I used some of the sour cherries I had put away in the freezer. Two cups of sour cherries usually require six tablespoons of sugar. The apricots were sweet so I halved the amount of sugar that I usually use for that amount of apricots so the total amount of sugar I used is ½ cup for this pie. Taste your apricots and decide if they need additional sweetening. The frozen cherries gave off a lot of juice as they thawed so you may not want to put all of the accumulated juice into the pie.

Apricot and Sour Cherry Pie
You will need pie dough for a double crust pie          


1 pint apricots (a generous 2 cups when quartered)
2 cups pitted sour cherries
½ cup sugar (maybe extra)
4 Tablespoons cornstarch
egg wash- 1 egg mixed with 1 Tablespoon water

1. Rinse and pit the apricots; quarter them lengthwise and place them into a bowl. Add the cherries to the bowl along with the sugar; mix to combine. Set stand for at least 20 minutes.
2. On a lightly floured surface roll out one piece of pie dough to an 1/8th inch thickness. Lift and place the dough into the pie dish, fitting it, not stretching it, into place. Place the pie dish into the refrigerator to chill.
3. Heat oven to 450 degrees.
4. On a lightly floured surface roll out the second piece of pie dough.
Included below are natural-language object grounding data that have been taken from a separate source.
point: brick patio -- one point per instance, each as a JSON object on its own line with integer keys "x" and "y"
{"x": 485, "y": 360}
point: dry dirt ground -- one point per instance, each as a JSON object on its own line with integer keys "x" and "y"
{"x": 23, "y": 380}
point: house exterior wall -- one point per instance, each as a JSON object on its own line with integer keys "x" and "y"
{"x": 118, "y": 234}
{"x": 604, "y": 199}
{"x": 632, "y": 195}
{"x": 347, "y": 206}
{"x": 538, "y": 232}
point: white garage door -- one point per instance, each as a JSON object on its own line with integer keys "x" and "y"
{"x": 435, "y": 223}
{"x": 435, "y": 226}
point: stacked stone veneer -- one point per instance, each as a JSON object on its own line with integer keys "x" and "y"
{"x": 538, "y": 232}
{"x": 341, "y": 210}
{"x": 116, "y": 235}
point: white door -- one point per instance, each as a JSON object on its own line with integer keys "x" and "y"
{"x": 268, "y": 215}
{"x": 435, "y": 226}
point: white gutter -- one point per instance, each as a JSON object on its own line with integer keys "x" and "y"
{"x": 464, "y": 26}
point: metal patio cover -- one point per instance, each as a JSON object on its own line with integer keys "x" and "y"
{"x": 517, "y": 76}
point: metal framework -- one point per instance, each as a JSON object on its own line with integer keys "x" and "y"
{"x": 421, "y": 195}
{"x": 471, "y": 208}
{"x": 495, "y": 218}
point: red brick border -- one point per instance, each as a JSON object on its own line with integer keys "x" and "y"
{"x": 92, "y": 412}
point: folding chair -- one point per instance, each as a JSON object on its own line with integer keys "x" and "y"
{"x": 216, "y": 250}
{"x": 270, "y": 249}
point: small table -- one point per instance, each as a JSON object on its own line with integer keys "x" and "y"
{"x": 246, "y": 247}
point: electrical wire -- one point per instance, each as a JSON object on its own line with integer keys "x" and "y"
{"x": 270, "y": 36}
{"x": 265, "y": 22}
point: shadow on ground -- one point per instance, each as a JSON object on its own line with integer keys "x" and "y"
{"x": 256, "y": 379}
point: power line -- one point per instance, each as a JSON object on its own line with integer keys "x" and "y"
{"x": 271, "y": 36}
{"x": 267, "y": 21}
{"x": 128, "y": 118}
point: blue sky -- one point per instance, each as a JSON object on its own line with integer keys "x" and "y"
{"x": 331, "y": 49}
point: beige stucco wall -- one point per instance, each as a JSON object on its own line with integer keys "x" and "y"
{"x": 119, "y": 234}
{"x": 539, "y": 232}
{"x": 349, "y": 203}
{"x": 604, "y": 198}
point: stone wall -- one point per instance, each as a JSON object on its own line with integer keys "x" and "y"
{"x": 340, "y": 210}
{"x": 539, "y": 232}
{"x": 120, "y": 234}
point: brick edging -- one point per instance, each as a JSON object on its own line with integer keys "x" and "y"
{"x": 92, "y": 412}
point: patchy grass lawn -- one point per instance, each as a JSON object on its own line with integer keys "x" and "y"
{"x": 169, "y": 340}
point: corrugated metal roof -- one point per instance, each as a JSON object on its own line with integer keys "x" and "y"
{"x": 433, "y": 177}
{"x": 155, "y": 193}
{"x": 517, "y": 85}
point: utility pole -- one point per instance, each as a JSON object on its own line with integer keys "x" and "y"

Remove the pie shell from the refrigerator. Brush the edge of the crust with some of the egg wash mixture. Add the cornstarch to the bowl with the fruit and mix until cornstarch has dissolved. Spread the fruit and their juices in an even layer on the bottom the pie shell. Cut the second piece of dough into strips and weave them into a somewhat tight lattice with little of the filling showing. Trim the edges of the lattice pieces, then seal and crimp the crust. Brush the top of the pie with some of the egg wash mixture and sprinkle the top of the pie with some sugar. Place the pie onto a baking tray and place into the oven. Bake for 10 minutes, then lower the oven temperature to 350 degrees and continue baking for 25 minutes. Rotate the pie and continue baking for an additional 20 minutes, until the pie is golden brown and the filling is bubbling. Remove from oven, let cool and serve. Celebrate.



* Birthday, by Lennon & McCartney, like you didn’t know already.

Images from the Samuel Yellin gate, Gwynedd Mercy College, Gwynedd, PA

1 comment:

  1. I am pleased to share a birthday with such an eminent Pie Dude!